If you have a low credit score but you need money to cover unexpected expenses, you may not know what your options are. Can you get a personal loan with a low credit score? Are there other options out there?
In this blog, we’ll discuss a few different options you have for short term loans, and help you decide which choice may be right for your own unique financial situation. Read on to learn more.
Types of Personal Loans
1. Short Term Loans from a Bank, Credit Union, or Online Lender
First, let’s start with one of the most obvious types of personal loan – a short term loan from a bank, credit union, or an online lender.
If you have a low credit score, you’re usually better off looking for personal loans online. This is because online lenders usually have lower credit requirements compared to “brick-and-mortar” banks and credit unions.
This type of loan is unsecured, meaning you do not have to put up any collateral. It’s usually possible to get a personal loan that ranges from 12 months in length to up to 5 years or longer. However. The interest rate you get will depend on your borrowed amount, credit score, and a number of other factors.
However, it may be very hard to get short term loans if you have a credit score under 550 – this is typically the minimum for this type of personal loan. So, do you have any other options? The answer is “yes.”
2. Payday Loans
Payday loans are a decent option if you need cash fast for an emergency and will be able to repay your loan quickly. In most cases, there are no credit score requirements for payday loans. You can usually borrow money for between 2-4 weeks.
Then, once your loan comes due, you will have to repay the loan and all of the applicable fees and interest charges. This can be a bit expensive. Typically, payday loans cost somewhere around $20-$25 per $100 borrowed, so make sure you never borrow more money than you need if you choose a payday loan.
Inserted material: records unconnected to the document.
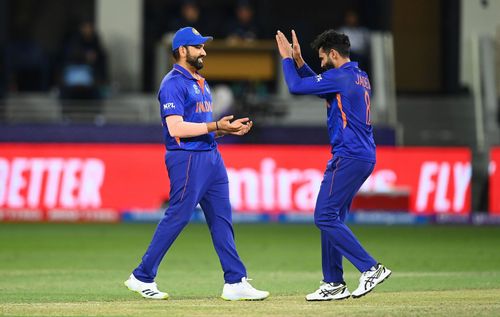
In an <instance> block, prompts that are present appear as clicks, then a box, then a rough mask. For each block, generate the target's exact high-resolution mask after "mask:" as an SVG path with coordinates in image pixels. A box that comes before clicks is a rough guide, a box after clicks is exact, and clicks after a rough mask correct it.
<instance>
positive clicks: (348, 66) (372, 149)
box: [283, 58, 375, 163]
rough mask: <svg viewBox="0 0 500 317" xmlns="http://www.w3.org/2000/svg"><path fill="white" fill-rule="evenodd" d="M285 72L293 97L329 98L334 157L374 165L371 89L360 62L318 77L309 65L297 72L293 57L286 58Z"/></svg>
mask: <svg viewBox="0 0 500 317" xmlns="http://www.w3.org/2000/svg"><path fill="white" fill-rule="evenodd" d="M283 71H284V75H285V80H286V83H287V85H288V89H289V90H290V92H291V93H292V94H300V95H317V96H319V97H321V98H324V99H326V103H327V104H326V113H327V126H328V135H329V137H330V144H331V146H332V154H333V156H334V157H348V158H355V159H360V160H364V161H369V162H373V163H375V141H374V140H373V129H372V125H371V122H370V97H371V86H370V81H369V79H368V76H367V74H366V73H365V72H364V71H362V70H361V69H359V68H358V63H356V62H348V63H345V64H344V65H342V66H341V67H339V68H334V69H329V70H327V71H325V72H324V73H322V74H320V75H316V73H314V71H313V70H311V68H309V66H307V64H305V65H304V66H302V67H301V68H299V69H296V67H295V63H294V61H293V59H291V58H285V59H283Z"/></svg>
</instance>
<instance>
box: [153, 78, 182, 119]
mask: <svg viewBox="0 0 500 317" xmlns="http://www.w3.org/2000/svg"><path fill="white" fill-rule="evenodd" d="M158 101H159V102H160V112H161V117H162V118H165V117H168V116H171V115H179V116H182V115H184V91H183V88H182V86H180V85H178V84H177V83H175V81H169V82H166V83H165V84H164V85H162V86H161V88H160V91H159V92H158Z"/></svg>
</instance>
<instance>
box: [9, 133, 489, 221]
mask: <svg viewBox="0 0 500 317" xmlns="http://www.w3.org/2000/svg"><path fill="white" fill-rule="evenodd" d="M220 151H221V152H222V155H223V157H224V160H225V163H226V166H227V170H228V176H229V179H230V195H231V203H232V205H233V209H234V212H235V219H246V220H248V221H299V220H301V219H302V220H303V219H311V218H312V215H313V211H314V205H315V201H316V195H317V192H318V190H319V186H320V183H321V180H322V177H323V172H324V169H325V167H326V163H327V161H328V160H329V159H330V156H331V154H330V153H329V147H328V146H290V145H287V146H284V145H283V146H270V145H221V146H220ZM163 155H164V148H163V146H161V145H157V144H150V145H148V144H67V143H64V144H33V143H10V144H9V143H4V144H1V145H0V221H79V222H82V221H83V222H85V221H92V222H95V221H106V222H109V221H121V220H131V219H136V220H138V221H144V220H145V219H149V220H150V221H152V220H156V219H158V217H159V216H161V214H162V213H163V209H164V206H165V205H166V204H167V203H168V190H169V184H168V177H167V172H166V170H165V167H164V163H163ZM497 156H498V155H497ZM377 160H378V162H377V165H376V168H375V170H374V172H373V173H372V175H371V176H370V178H369V179H368V180H367V181H366V182H365V184H364V185H363V187H362V188H361V190H360V193H359V194H358V196H357V197H356V198H355V201H354V202H353V209H354V210H358V211H359V210H365V211H366V210H378V211H380V210H392V211H400V212H402V213H404V214H410V215H413V216H432V215H436V214H439V215H468V214H469V213H470V208H471V206H470V205H471V198H470V179H471V153H470V151H469V150H468V149H466V148H430V147H415V148H394V147H379V148H378V149H377ZM494 175H496V174H494ZM492 177H493V176H492ZM492 184H493V185H494V184H496V183H493V182H492ZM496 186H498V185H496ZM492 188H493V187H492ZM493 203H497V204H498V202H497V201H496V200H495V199H492V204H493ZM405 217H408V216H405Z"/></svg>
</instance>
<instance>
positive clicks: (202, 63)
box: [186, 52, 203, 70]
mask: <svg viewBox="0 0 500 317" xmlns="http://www.w3.org/2000/svg"><path fill="white" fill-rule="evenodd" d="M201 58H202V56H201V55H198V56H196V57H194V56H192V55H190V54H189V52H188V53H187V56H186V61H187V62H188V64H189V65H191V66H193V67H194V68H196V70H200V69H202V68H203V61H202V60H201Z"/></svg>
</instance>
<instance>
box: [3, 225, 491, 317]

Still, if you’re in need of some quick cash before your next payday and you’re sure you’ll be able to repay your loan, a payday loan is a good option, especially if you have a low credit score. They also do not require any collateral, unlike title loans.
3. Title Loans
Title loans are similar to payday loans, but you must put up your car as collateral for the loan. In a title loan, you give legal ownership of your vehicle to the title lender, who may repossess the vehicle if you don’t repay your loan. However, you will keep your car and your keys, and can drive your car normally.
This means that the lender has a lot less risk, but you may lose your car if you don’t repay the loan. For this reason, you can usually qualify for a title loan regardless of how low your credit score may be, so this is a reasonable option for some people.
Title loans are usually issued for a month, but some lenders offer long-term “instalment title loans” that may be issued for up to a year.
The charges for a title loan are usually similar to those of a payday loan, at around $20 to $25 per $100 you borrow. In addition, you can usually borrow a lot more money, since your car is acting as collateral for the loan.
However, you must be very sure that you can afford to repay the loan when it comes due. If you are not able to repay your loan in time, you may face high charges and penalties from your lender, and your car may even be repossessed and sold, leaving you in an even more difficult financial situation, and without a reliable means of transportation.
Know Your Options for Short Term Loans and Personal Loans – Make the Right Choice!
If your credit score is above 550, it may be possible to get a personal loan or short term loan from a bank or online lender, and it’s worth trying to apply even if you have a lower score, since personal loans are usually cheaper than title loans or payday loans.
However, if you have a really low credit score and need cash fast, title loans or payday loans may be a better option, as you can typically qualify even if you have no credit. Just remember that these types of loans are usually more expensive and ensure you will be able to repay your loan when it’s due.